| I think you and the other guy want that single conversion to be evidence, but in reality, it's statistical noise. It is evidence, just like any other properly collected data point. It's just very weak evidence, is what we're saying. Of course in real world situations there may be a lot of variance and the correct answer may well turn out to be the other one. But in the absence of additional information, that is true for literally any number of samples that is less than whatever proportion of the population would give you absolute proof that your chosen answer is correct. If you have 50%-1 samples and every single one went with option A, you're still wrong if the other 50%+1 would have gone for option B. What you're calling "noise" is an ill-defined concept. Qualitatively there is no difference for a result in a two-way test between a single sample and 50%-1. You still don't know for sure which answer is the right one.

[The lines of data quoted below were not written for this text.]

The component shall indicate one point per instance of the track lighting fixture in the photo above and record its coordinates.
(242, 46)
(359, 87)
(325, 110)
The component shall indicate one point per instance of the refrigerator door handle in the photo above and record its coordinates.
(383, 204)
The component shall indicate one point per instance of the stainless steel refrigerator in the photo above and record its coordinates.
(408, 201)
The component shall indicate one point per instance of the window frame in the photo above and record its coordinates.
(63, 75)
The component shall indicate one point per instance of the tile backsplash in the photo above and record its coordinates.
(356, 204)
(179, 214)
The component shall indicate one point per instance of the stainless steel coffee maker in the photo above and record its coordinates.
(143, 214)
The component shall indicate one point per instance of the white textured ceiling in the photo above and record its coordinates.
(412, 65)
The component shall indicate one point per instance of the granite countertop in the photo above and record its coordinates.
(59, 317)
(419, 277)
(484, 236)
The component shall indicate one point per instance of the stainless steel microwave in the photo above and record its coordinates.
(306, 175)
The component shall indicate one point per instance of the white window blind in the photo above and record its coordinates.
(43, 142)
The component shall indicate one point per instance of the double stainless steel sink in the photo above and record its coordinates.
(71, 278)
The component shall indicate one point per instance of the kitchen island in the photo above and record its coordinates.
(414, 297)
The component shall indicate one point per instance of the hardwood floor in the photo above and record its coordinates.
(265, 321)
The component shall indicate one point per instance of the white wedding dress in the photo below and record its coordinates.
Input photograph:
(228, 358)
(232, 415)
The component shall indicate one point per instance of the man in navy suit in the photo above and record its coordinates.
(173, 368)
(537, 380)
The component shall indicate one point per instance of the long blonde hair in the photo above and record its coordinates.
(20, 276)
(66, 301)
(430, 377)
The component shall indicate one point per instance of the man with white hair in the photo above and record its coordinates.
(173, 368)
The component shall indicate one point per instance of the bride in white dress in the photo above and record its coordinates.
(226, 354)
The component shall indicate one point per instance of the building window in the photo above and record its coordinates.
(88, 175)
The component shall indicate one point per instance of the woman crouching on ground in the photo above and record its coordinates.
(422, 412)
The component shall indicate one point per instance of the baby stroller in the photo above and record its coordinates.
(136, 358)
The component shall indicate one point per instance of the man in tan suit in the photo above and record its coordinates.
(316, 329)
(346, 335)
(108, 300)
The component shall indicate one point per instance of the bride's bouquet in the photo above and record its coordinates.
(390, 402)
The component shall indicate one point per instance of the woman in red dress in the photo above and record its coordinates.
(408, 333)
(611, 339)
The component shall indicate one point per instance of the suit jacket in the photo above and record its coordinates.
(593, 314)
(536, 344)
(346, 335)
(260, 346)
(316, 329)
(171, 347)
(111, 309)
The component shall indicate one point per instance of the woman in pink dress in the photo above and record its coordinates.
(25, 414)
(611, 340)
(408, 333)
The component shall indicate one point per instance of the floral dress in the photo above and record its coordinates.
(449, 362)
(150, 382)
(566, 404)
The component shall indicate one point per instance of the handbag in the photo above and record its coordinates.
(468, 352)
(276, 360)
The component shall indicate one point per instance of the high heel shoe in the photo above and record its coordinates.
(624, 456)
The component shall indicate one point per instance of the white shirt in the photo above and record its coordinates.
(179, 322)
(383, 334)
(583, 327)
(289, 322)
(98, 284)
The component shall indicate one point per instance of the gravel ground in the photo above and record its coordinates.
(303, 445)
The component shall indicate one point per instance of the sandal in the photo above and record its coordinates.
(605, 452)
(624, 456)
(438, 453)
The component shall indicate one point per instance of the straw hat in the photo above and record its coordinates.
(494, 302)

However, you're going to be much more confident about having the right answer in the latter case, which is what I think closed was trying to explain to you. Again, it's not about going in with an assumption of which is better, it's about realizing that in split testing the biggest challenge is disproving the null hypothesis. But if you're running a test with null and alternative hypotheses, you are going in with an a priori preference for one outcome over the other. You are literally saying that if the result is close enough, you will prefer not to reject the null hypothesis, and therefore whichever variation you have arbitrarily chosen to be your null hypothesis will be the answer. That is self-evidently not a neutral assessment of option A vs. option B, and therefore there will be some cases where your test is more likely than not to make the wrong decision. In short, you are using an inappropriate test for the situation that closed was describing. |
>> You are literally saying that if the result is close enough, you will prefer not to reject the null hypothesis, and therefore whichever variation you have arbitrarily chosen to be your null hypothesis will be the answer.
This is a misunderstanding. The null hypothesis is that your two variants have no statistical impact on conversion and any edge you see is just random. That is the hurdle you have to overcome to gain any useful direction from B testing.
GL!